The following statement was made by Tord André Lien in December last year, when he was Norway’s Minister of Petroleum and Energy.
The global use of oil is increasing. Soon oil demand will surpass the 100 million barrel per day. landmark. At the same time, existing fields are depleting. Thus, there is a need for new production capacity every year to meet the growing demand over time.
In the last couple of years, oil companies have reduced investment budgets substantially. This has affected investment in new projects and thereby future production capacity. The International Energy Agency and others are now concerned that low investments will lead to a shortage of oil and higher prices in some time. This was one of the key points made by IEA director Fatih Birol when he visited Oslo this week.
I share his view. Because oil is so important to the economy, both on a global as well as a national level, stability in this market is of particular importance. Increased stability means less uncertainty for companies. Thereby they require a lower price over time to invest to meet demand.

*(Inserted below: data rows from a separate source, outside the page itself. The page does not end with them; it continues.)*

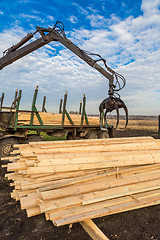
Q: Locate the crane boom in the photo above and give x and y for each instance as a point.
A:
(57, 34)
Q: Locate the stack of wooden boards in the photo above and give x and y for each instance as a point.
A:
(72, 181)
(54, 119)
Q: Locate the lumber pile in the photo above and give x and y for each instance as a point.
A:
(54, 119)
(73, 181)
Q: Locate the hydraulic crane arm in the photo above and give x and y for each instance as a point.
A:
(57, 34)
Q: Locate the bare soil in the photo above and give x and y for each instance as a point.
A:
(142, 224)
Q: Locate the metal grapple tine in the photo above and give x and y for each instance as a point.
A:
(117, 110)
(126, 112)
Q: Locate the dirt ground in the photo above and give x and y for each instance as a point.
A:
(142, 224)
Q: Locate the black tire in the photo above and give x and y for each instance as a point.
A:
(103, 134)
(91, 135)
(34, 138)
(6, 146)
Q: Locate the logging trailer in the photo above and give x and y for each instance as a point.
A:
(15, 132)
(16, 124)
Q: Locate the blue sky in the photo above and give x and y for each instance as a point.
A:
(125, 33)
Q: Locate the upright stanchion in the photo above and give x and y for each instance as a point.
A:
(17, 108)
(159, 127)
(34, 109)
(80, 107)
(44, 103)
(64, 108)
(1, 102)
(60, 106)
(15, 100)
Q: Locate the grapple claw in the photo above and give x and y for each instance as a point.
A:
(112, 103)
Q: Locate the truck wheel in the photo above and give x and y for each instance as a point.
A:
(91, 135)
(34, 138)
(103, 134)
(6, 146)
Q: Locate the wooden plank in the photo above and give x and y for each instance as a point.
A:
(122, 207)
(94, 232)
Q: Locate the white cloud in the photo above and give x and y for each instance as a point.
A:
(51, 18)
(130, 46)
(73, 19)
(27, 16)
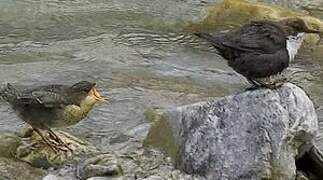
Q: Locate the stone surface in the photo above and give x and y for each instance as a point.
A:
(251, 135)
(235, 12)
(8, 144)
(101, 165)
(16, 170)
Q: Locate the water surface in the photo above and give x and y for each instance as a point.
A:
(137, 51)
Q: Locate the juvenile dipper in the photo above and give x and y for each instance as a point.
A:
(52, 106)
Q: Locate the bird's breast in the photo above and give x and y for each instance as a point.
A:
(293, 43)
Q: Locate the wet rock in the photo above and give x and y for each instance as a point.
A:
(251, 135)
(106, 178)
(236, 12)
(34, 151)
(102, 165)
(8, 144)
(153, 178)
(51, 177)
(11, 169)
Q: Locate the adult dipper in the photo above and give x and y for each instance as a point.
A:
(260, 49)
(52, 106)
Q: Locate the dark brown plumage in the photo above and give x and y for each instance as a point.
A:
(260, 49)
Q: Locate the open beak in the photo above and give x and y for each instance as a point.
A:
(97, 95)
(308, 29)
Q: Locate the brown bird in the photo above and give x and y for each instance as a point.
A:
(52, 106)
(260, 49)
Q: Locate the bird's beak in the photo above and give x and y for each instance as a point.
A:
(97, 96)
(308, 29)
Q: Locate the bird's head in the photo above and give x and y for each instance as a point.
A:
(83, 89)
(298, 25)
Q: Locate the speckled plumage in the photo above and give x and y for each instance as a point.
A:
(52, 106)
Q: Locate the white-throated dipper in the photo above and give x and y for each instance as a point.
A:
(52, 106)
(261, 49)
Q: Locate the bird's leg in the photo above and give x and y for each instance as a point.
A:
(45, 140)
(58, 139)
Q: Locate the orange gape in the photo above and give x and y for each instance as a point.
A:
(96, 95)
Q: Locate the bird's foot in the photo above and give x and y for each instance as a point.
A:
(59, 146)
(59, 142)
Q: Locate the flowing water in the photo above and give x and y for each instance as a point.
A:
(137, 52)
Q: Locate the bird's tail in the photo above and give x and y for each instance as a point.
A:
(216, 41)
(9, 93)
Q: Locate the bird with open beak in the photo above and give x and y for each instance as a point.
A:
(259, 50)
(52, 106)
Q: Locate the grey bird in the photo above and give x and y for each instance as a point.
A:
(52, 106)
(260, 49)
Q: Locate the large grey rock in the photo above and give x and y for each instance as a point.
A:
(251, 135)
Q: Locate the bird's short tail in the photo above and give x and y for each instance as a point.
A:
(216, 41)
(9, 93)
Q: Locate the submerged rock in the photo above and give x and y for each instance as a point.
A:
(102, 165)
(9, 142)
(251, 135)
(11, 169)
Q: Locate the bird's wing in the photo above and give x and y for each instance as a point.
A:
(260, 36)
(42, 98)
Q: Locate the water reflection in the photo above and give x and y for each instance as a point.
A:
(138, 54)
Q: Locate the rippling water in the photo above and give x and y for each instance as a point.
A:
(137, 51)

As most commodity markets, the oil market is cyclical. Prices can periodically move far above and below the price level needed to balance the market. Too low prices can lead to too low supply some time ahead. Too high prices can bring about too much supply. The reason is that demand and supply are quite insensitive to price variations in the short term.
Today, the oil market is much more open and transparent than before. This is positive. At the same time, in special circumstances, it can be a good thing if market actors take action to even out extreme fluctuations in the crude prices.
I believe that the OPEC decision to reduce their oil production is beneficial for the world. Somewhat lower oil production in the months ahead will contribute to balancing t the oil market at a sustainable level at an earlier time. This will enable the oil companies to start new investments and projects, and avoid oil shortages and high prices in the years to come. This will benefit everyone – both oil producing and oil importing countries.
Norway is not a member of OPEC, but we have an open and constructive dialogue with other oil producing countries. We are no longer a large oil producer and exporter on a global scale, and have a declining trend in our oil production. The Norwegian oil production has been halved in the last fifteen years. The oil price we have seen this year creates great challenges for many companies in the industry, but it is not a threat to the resource management on the Norwegian Continental Shelf. Our established producing fields on the shelf are robust against periods of lower prices. Beyond our normal production developments from our fields, we have no plans of reducing production on our own initiative, as has been done some times before.
Even if we produce less oil than before, we are still an important contributor in the oil market. We have stable framework conditions, and an efficient production with relatively low emissions. This is why the IEA’s Executive Director this week said that “the world (will) need every drop of Norwegian oil”.
This is why the Government implements an active, predictable, stable and market based petroleum policy. The policy forms the basis for the highest possible profitable activity level and value creation from our resources. This is our most important contribution to a stable oil market, which benefits the world. The OPEC decision to reduce their production in the particular situation the oil market is in now, pulls in the same direction.